Est-il seulement possible de le faire ? Cette question est depuis des siècles débattue par les théologiens et les spécialistes du droit musulman, sans parvenir à un consensus. Certains estiment que renoncer à certaines pratiques musulmanes (comme le jeûne, la prière, le voile, ou encore l’abstinence de l’alcool ou de la viande de porc) suffit à exclure un croyant de la communauté. D’autres pensent que cela nécessite un abandon public de ces pratiques, leur exposition devant tous. Certains considèrent même que certaines options théologiques peuvent suffire, comme le fait de croire que le Coran est une création de Dieu et non une partie intégrante de lui-même.
L’instrumentalisation de l’islam à des fins politiques mène-t-elle à une sortie de la religion ?
Est-ce que le meurtre d’innocents au nom de Dieu entraîne automatiquement l’excommunication ? Qui peut répondre à ces questions ? En l’absence d’une autorité morale, religieuse et juridique centrale, au moins dans le sunnisme, qui peut se permettre de juger si un tel acte est une trahison de l’islam ? Les théologiens et les juristes peuvent discuter des choix théopolitiques des terroristes, mais ils ne peuvent pas les exclure de la communauté. Ceux qui le font – et il en existe – sont souvent perçus par d’autres musulmans comme manquant d’humilité envers Dieu, seul capable de connaître les intentions profondes des cœurs. Il nous dépasse, bien au-delà de nos jugements.
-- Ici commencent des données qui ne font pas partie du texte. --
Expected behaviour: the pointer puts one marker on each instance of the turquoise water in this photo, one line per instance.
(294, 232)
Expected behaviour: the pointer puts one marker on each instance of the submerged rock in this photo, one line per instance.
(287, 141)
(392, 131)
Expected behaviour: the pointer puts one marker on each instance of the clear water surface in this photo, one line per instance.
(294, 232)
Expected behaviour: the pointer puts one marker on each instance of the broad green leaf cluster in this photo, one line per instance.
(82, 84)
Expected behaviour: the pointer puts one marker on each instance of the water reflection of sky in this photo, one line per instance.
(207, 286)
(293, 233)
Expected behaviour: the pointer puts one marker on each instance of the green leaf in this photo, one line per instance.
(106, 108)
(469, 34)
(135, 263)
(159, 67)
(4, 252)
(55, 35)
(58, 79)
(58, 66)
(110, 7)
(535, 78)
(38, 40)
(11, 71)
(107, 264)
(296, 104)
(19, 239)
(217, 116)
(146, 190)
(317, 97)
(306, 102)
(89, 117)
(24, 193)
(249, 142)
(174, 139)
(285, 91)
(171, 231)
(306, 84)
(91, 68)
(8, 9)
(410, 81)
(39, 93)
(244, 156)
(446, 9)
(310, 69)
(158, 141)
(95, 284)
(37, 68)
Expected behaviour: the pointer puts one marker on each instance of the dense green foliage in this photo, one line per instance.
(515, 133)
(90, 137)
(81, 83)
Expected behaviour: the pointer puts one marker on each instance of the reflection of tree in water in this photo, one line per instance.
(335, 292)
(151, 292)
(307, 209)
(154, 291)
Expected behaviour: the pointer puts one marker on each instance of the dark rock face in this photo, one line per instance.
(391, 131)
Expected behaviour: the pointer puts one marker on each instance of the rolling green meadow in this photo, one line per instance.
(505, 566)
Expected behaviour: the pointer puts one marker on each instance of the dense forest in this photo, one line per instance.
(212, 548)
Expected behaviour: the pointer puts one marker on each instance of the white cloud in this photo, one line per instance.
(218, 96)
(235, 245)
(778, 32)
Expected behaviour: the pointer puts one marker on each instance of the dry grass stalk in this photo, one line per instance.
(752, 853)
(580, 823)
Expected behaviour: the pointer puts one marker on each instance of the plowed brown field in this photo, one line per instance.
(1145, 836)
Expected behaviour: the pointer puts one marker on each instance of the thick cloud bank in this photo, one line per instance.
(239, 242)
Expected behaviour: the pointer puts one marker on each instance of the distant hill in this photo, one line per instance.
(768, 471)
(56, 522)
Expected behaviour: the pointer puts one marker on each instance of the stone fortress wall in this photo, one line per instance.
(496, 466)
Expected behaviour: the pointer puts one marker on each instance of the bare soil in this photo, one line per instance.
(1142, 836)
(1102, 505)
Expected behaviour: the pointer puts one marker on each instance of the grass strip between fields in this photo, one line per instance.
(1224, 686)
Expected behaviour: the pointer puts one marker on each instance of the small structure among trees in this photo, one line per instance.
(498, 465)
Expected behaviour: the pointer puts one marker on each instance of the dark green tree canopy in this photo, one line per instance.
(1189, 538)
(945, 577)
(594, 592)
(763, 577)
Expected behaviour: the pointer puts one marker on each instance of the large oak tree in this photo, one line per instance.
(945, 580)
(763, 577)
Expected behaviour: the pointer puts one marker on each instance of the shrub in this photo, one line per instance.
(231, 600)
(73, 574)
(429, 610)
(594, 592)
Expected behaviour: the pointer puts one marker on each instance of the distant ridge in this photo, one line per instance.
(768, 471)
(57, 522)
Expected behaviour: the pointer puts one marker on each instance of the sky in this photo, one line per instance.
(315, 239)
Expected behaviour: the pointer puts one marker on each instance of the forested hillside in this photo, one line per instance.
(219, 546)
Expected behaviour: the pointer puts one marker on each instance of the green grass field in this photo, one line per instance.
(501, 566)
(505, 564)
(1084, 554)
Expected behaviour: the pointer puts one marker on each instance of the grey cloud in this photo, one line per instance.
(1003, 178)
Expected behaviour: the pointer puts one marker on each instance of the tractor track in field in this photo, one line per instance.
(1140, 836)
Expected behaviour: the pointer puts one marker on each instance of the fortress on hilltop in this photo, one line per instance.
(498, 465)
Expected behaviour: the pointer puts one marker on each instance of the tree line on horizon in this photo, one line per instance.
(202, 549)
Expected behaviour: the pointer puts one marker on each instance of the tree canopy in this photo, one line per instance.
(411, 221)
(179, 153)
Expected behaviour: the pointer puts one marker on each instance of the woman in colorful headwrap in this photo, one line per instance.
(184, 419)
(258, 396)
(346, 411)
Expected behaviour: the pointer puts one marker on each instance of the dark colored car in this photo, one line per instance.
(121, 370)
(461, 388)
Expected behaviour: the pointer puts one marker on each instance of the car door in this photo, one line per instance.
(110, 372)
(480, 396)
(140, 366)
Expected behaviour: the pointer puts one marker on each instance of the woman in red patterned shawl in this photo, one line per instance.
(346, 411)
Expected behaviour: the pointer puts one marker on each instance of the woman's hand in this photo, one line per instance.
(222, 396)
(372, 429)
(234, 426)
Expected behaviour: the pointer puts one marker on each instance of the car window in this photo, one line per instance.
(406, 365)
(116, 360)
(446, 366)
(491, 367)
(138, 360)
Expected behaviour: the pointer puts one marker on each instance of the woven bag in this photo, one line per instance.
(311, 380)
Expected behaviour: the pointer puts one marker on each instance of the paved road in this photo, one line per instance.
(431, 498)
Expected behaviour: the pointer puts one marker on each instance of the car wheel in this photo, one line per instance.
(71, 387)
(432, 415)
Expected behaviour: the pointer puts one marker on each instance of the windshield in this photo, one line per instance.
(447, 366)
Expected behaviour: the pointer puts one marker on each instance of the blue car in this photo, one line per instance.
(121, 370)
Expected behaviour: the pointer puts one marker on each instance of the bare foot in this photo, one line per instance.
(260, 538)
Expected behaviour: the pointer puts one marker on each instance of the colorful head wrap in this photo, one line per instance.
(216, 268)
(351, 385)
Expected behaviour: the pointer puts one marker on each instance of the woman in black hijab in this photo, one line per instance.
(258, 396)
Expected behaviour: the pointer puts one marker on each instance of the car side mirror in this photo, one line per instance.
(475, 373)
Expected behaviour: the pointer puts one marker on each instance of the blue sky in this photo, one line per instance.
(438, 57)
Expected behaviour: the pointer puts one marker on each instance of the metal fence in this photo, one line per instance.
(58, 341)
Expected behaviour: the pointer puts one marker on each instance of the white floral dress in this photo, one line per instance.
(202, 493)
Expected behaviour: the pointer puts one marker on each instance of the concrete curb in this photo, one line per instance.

Pour dire les choses clairement, même le meurtrier le plus abject reste musulman, même s’il commet ses crimes au nom de l’islam. Il peut toujours se repentir. Bien sûr, ses actes souillent l’image de l’islam, donnent une fausse représentation de Dieu, exposent toute la communauté musulmane à la désapprobation générale et sapent la confiance que les non-musulmans peuvent avoir envers leurs voisins musulmans. Mais il reste musulman.
La question qui se pose derrière le malaise que cette présentation peut susciter est la suivante : n’y a-t-il aucun levier religieux pour arrêter ces terroristes ? Certes, les lois civiles les condamneront lourdement, mais quel moyen l’islam offre-t-il pour contrer ces déviations commises en son nom ? Il me semble que deux réponses spécifiquement islamiques émergent : l’éducation et l’harmonie au sein du groupe.
Les deux leviers pour contrer les déviations
Depuis des siècles, l’éducation occupe une place centrale dans la vie des musulmans. On rapporte que le Prophète aurait encouragé les musulmans à chercher la connaissance, même jusqu’en Chine. Aujourd’hui, il est évident que l’éducation religieuse musulmane doit promouvoir des valeurs de respect de l’autre, de dignité humaine, et de rejet de la violence gratuite. Pour cela, la communauté musulmane doit disposer des ressources humaines, culturelles et intellectuelles nécessaires à la formation de ses membres. L’éducation religieuse représente un enjeu majeur pour l’islam contemporain.
Le second levier, l’harmonie au sein du groupe, peut sembler moins évident pour ceux qui ne sont pas familiers avec le contexte musulman. En l’absence d’une hiérarchie religieuse pyramidale au sein de l’islam, chacun peut se proclamer savant et diffuser ses idées, même les plus rétrogrades. Pourtant, être musulman signifie faire partie d’une communauté (ʾumma), sans que personne ne puisse véritablement définir les contours de cette communauté. Par conséquent, l’harmonie sociale joue un rôle essentiel dans la transmission d’un “art de vivre” musulman, au sein de la famille, du quartier ou de groupes d’affinité. En l’absence de régulation sociale, certains musulmans se retrouvent démunis et deviennent des cibles faciles pour les extrémismes violents. Autrement dit, être musulman tout seul représente un danger, car en l’absence d’un magistère centralisé, on s’expose à des interprétations individuelles souvent irrationnelles.
Être musulman signifie donc se remettre entièrement à Dieu, en suivant l’exemple du Prophète, tout en cultivant l’harmonie au sein d’une communauté de croyants et en poursuivant inlassablement la quête de la véritable connaissance de Dieu.